1

Someone can tell me the best way, through a web Java application, how to run an application on a remote machine (linux) and how to know if this application has already completed. I know the application terminates automatically, so just wanted to wait for the answer.

any help or advice are very welcome.

coffee
  • 3,048
  • 4
  • 32
  • 46
  • 2
    You might be able to connect via SSH. You can use the command line or a Java library for SSH. – Peter Lawrey Jun 15 '11 at 19:03
  • @YGomez @Peter Like this: Process p = Runtime.getRuntime().exec("here I need to connect(ssh with passw) and send my command"); Is it right? – coffee Jun 15 '11 at 19:07

1 Answers1

2

I was confused by the wording, so I will assume the following: the web application and the remote application are running on two different machines, with the remote application on Linux.

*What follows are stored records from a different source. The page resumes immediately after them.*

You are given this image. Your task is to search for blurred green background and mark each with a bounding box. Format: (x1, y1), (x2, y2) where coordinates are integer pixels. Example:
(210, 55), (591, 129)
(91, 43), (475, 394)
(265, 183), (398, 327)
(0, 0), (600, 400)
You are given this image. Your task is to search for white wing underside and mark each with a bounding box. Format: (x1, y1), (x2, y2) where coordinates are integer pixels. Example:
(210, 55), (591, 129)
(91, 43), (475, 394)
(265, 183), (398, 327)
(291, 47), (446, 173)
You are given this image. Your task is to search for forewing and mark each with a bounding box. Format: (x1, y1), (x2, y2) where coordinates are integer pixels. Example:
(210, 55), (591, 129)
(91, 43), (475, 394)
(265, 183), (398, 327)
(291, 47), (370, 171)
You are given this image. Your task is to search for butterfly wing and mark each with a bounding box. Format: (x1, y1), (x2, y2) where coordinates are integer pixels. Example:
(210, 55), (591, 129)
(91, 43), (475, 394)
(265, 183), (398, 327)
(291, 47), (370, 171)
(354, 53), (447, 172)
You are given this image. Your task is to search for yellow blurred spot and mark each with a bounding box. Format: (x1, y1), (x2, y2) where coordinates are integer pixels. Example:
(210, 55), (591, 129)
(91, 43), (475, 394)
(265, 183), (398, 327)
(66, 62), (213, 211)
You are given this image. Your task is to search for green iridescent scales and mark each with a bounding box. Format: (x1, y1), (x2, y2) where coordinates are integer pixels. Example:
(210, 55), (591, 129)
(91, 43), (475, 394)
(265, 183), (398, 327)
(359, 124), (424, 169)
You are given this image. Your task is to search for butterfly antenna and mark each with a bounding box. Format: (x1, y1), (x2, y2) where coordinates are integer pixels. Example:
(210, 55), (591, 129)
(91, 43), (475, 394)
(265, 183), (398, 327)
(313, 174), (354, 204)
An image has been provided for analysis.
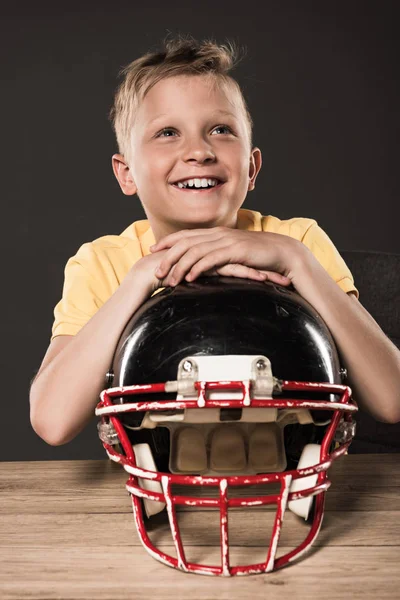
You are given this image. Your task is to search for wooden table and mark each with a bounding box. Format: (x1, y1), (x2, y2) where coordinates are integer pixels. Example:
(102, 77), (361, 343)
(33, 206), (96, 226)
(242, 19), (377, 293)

If that is the case, then you would be better off using a SSH library for Java (there are several - JSch, sshj, Ganymed SSH-2, to connect to the remote machine and run commands on it. This is a better approach than using ProcessBuilder, for it abstracts you from the problem of providing your password to the terminal (which can get quite tricky).

I'm not sure what you meant by this statement: "I know the application terminates automatically, so just wanted to wait for the answer." so I'll make another assumption that you want to know if the remote process terminated successfully or not. I'm unsure if any of the SSH libraries posted above, will allow you to get the remote process status in a non-trivial way, so you are better off writing a shell wrapper to your remote command that will return a parseable message.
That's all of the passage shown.